Elaine is a complete liar. She told tons of lies to all my dad’s neighbors and friends about my brother and me. She would tell HIM lies about us, such as we were planning to put him in a nursing home, which couldn’t be farther from the truth. She even had him change door lock codes so that we couldn’t come in to our own dad’s house. It’s one of the signs of elder abuse by a caregiver…”attempting to isolate the elderly from family members.”

Signs of emotional abuse in elderly include:

*** Appearing afraid of their caregiver
*** Appearing depressed or withdrawn
Appearing shyer than usual
Avoiding eye contact
*** Changes in eating or sleeping patterns
Engaging in self-harm
*** Having low self-esteem
*** Isolating from friends and family
*** Lack of eye contact
Rocking back and forth
*** Self-neglect (lack of proper health care)

Note: *** indicates the signs my dad was exhibiting on a regular basis.

All Elaine really wants to do is crafting! She was always needing time off, for days at a time, fully paid as normal of course, for some craft show or another, and never once provided a substitute caregiver. My brother and I both have full time jobs, and families. We simply can’t be there 24 hours a day, so we often have to leave him alone at his house all day long. He’s bound to his powerchair so he can’t reach things in the house like most people can. He has parkinson’s and severe arthritis in virtually every joint, making it near impossible to reach for anything.

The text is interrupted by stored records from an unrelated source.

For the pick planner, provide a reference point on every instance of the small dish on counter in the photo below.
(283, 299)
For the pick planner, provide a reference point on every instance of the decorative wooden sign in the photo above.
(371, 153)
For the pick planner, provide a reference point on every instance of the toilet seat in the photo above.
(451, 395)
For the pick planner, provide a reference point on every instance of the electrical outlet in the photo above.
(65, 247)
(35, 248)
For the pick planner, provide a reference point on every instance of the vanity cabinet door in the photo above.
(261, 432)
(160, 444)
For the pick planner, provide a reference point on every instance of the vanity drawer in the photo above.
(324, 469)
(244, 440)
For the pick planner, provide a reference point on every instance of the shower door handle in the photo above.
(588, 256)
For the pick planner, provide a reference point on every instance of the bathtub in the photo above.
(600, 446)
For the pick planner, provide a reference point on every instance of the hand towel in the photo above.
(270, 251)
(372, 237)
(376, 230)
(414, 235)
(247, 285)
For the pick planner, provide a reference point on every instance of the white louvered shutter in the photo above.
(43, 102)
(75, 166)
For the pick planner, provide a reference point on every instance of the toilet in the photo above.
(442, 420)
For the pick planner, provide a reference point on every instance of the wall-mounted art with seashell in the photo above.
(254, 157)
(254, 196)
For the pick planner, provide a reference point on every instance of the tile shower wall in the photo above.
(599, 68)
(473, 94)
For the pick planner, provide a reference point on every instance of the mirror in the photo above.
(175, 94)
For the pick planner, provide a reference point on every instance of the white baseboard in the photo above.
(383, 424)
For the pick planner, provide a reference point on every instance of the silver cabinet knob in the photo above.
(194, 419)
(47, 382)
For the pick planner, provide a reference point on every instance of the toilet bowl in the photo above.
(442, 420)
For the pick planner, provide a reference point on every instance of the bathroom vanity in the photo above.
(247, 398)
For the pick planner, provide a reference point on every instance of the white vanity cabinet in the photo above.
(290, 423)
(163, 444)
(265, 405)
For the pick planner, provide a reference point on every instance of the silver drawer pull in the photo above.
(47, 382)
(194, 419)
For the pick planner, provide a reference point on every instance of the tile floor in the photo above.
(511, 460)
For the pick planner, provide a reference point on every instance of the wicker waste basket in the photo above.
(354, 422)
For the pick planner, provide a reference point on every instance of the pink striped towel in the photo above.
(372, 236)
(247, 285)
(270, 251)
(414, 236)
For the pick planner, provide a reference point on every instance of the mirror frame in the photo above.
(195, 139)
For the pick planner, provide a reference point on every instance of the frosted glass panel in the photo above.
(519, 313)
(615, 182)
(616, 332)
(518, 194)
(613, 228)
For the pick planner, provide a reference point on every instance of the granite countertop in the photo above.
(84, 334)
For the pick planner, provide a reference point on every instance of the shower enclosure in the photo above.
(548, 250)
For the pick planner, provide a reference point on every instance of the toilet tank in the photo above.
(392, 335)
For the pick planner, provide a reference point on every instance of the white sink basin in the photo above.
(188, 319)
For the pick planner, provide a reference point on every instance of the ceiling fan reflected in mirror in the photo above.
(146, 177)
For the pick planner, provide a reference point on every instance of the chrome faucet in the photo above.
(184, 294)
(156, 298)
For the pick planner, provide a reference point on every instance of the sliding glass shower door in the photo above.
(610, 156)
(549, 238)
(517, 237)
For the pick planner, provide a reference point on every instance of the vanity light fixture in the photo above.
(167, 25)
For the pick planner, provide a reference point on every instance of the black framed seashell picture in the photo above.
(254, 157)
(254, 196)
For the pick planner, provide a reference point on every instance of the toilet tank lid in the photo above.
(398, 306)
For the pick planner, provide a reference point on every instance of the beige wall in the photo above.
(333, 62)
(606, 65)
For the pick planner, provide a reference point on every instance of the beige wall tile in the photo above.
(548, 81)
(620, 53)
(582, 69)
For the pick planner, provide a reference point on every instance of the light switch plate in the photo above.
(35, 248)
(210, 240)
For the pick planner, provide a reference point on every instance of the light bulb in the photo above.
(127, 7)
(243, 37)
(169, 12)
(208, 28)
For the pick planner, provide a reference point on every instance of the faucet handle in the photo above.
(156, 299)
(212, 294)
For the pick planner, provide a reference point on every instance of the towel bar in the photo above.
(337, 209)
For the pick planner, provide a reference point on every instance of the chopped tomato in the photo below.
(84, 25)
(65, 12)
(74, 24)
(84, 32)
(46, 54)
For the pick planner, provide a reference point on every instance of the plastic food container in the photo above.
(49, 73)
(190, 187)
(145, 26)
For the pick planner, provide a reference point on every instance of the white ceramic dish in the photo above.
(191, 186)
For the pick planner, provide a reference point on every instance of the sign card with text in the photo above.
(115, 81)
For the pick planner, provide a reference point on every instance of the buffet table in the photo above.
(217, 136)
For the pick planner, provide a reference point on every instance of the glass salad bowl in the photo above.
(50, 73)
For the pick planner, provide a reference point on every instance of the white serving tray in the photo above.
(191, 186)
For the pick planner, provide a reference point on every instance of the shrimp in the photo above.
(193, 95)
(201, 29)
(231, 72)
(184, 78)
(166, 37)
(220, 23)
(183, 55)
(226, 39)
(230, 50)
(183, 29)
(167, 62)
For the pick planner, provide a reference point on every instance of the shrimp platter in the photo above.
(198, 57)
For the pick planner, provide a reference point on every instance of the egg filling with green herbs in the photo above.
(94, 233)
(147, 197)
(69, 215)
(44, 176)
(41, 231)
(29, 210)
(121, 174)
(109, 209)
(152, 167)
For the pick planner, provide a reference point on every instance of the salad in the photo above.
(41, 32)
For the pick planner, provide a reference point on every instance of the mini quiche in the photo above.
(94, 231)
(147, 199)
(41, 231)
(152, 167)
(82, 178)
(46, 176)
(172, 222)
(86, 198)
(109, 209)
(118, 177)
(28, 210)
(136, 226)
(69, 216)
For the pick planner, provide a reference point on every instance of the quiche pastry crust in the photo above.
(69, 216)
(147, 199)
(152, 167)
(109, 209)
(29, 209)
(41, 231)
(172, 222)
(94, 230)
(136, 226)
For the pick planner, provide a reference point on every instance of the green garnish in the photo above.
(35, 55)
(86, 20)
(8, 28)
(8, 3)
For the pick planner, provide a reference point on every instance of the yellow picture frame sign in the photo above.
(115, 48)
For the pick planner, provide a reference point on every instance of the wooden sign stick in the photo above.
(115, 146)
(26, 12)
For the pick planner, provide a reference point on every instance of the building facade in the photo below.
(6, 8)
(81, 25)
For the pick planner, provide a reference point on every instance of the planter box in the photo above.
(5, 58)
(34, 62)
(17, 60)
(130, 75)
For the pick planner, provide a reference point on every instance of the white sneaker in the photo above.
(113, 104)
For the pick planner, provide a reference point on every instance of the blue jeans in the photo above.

At one point, while she was working for my dad, her ex died (older gentleman) and his mother came to Texas … to be here I guess. She’s quite elderly, is my understanding. Elaine took time off from caring for my dad, again fully paid, to go care for her ex’s mother for days at a time… only dropping in to check on my dad now and then. Compassionate, to be sure, but….. she had a RESPONSIBILITY to care for my dad. It’s what she was being paid to do. This went on for a couple months. I don’t begrudge her feeling compassion for this woman, but …. I do begrudge her abandoning my dad to do it.

Then when she saw the writing on the wall, and became fairly certain that her days of caring for my dad were numbered, she had the nerve to try to negotiate a contract with him for her employment in order to save herself from the termination she deserved.

My suggestion for anyone even considering her to care for their family member, is to run a background check on her! I think you’ll find she has something like 15 aliases and several criminal charges that might be of interest to anyone considering hiring her, including assault with bodily injury. We didn’t, until just before she was fired. we were shocked to say the least. Well, we would have been shocked, if we hadn’t seen the true Elaine over the last several weeks of her “caring” for my dad.